Pour le bien de sa nouvelle formation, l’équipe s’est formée cette année sur ces problématiques vitales dont on commençait à parler, mais qui furent soudain occultées par la crise financière de l’automne 2008.

Un constat pressant devant l’ampleur des désastres : ces deux crises sont en fait deux visages d’une même réalité. La société civile doit arrêter de penser de façon cloisonnée : les groupes sociaux doivent se former aux enjeux écologiques et les groupes écologiques se familiariser avec les droits humains.

Dans les deux cas, les humains et l’écologie sont vus et exploités – ou plutôt sur-exploités -  comme des ressources qui sont là pour servir ceux qui en ont les moyens. Là où on exploite l’un, on exploite l’autre. Face aux choix qui se dessinent devant la crise financière, les dirigeants prennent le pari de sauver le capitalisme et de favoriser la croissance infinie sur une planète aux ressources limitées.
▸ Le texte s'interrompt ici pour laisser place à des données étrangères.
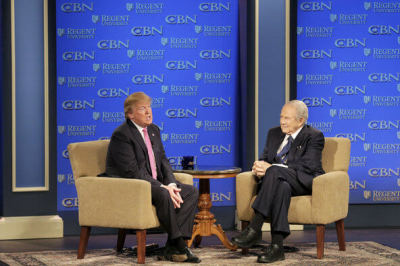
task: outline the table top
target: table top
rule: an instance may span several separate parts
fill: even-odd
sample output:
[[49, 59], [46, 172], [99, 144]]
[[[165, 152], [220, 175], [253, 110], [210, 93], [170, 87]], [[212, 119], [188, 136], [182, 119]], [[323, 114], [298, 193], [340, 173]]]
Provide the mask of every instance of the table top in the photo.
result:
[[237, 174], [242, 171], [239, 167], [219, 165], [195, 165], [193, 169], [183, 169], [182, 166], [174, 166], [173, 170], [175, 173], [186, 173], [191, 175]]

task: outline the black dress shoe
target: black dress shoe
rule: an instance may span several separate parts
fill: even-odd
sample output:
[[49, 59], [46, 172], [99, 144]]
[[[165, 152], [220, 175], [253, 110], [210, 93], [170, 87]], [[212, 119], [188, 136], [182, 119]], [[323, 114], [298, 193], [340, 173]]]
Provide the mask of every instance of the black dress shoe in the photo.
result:
[[267, 250], [264, 254], [258, 255], [257, 262], [271, 263], [284, 259], [285, 253], [283, 252], [283, 247], [280, 247], [277, 244], [271, 244], [269, 247], [267, 247]]
[[175, 246], [166, 245], [164, 249], [163, 259], [174, 261], [174, 262], [184, 262], [188, 259], [186, 251], [180, 252]]
[[187, 259], [185, 260], [185, 262], [190, 262], [190, 263], [200, 263], [201, 262], [201, 259], [199, 259], [199, 257], [194, 255], [188, 247], [185, 248], [185, 253], [187, 256]]
[[232, 242], [240, 248], [250, 248], [261, 241], [261, 231], [247, 226], [238, 236], [232, 237]]

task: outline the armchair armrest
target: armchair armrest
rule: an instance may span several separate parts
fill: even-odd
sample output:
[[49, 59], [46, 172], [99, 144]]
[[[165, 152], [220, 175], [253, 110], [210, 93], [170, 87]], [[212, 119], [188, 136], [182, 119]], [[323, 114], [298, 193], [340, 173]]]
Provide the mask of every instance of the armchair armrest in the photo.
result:
[[258, 178], [251, 171], [236, 176], [236, 208], [242, 221], [250, 221], [253, 216], [252, 199], [256, 195]]
[[193, 186], [193, 176], [185, 173], [174, 173], [176, 180], [182, 184]]
[[159, 226], [149, 182], [128, 178], [75, 180], [79, 223], [86, 226], [147, 229]]
[[333, 171], [313, 180], [312, 216], [319, 224], [328, 224], [347, 216], [349, 207], [349, 175]]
Les solutions, d’après l’avis de l’ensemble des experts consultés, sont d’abord citoyennes, passant nécessairement par une re-politisation des enjeux sociaux. Les groupes comme le CPRF deviennent donc plus que jamais essentiels en ces temps de changements … ou de destruction. Le choix nous appartient.

Et le sens dans tout ça ?

Dans une société qui amène les gens à s’éloignée de ce qui les animent intérieurement et du sens de leurs actions, les gens engagés socialement peuvent avoir de la difficulté à garder vivant le souffle nécessaire à leur implication sans se sentir éventuellement épuisés. Cet épuisement se comprend aisément devant le peu de résultats tangibles à court terme de leurs efforts ainsi que de l’ampleur et de l’urgence des problèmes ; non seulement le Québec les vit-il mais également l’ensemble de l’humanité qui semble acculée à des situations irréversibles. Mais ils n’ont ni le temps ni les moyens de savoir comment retrouver contact avec le souffle de leur engagement et réaffirmer son importance.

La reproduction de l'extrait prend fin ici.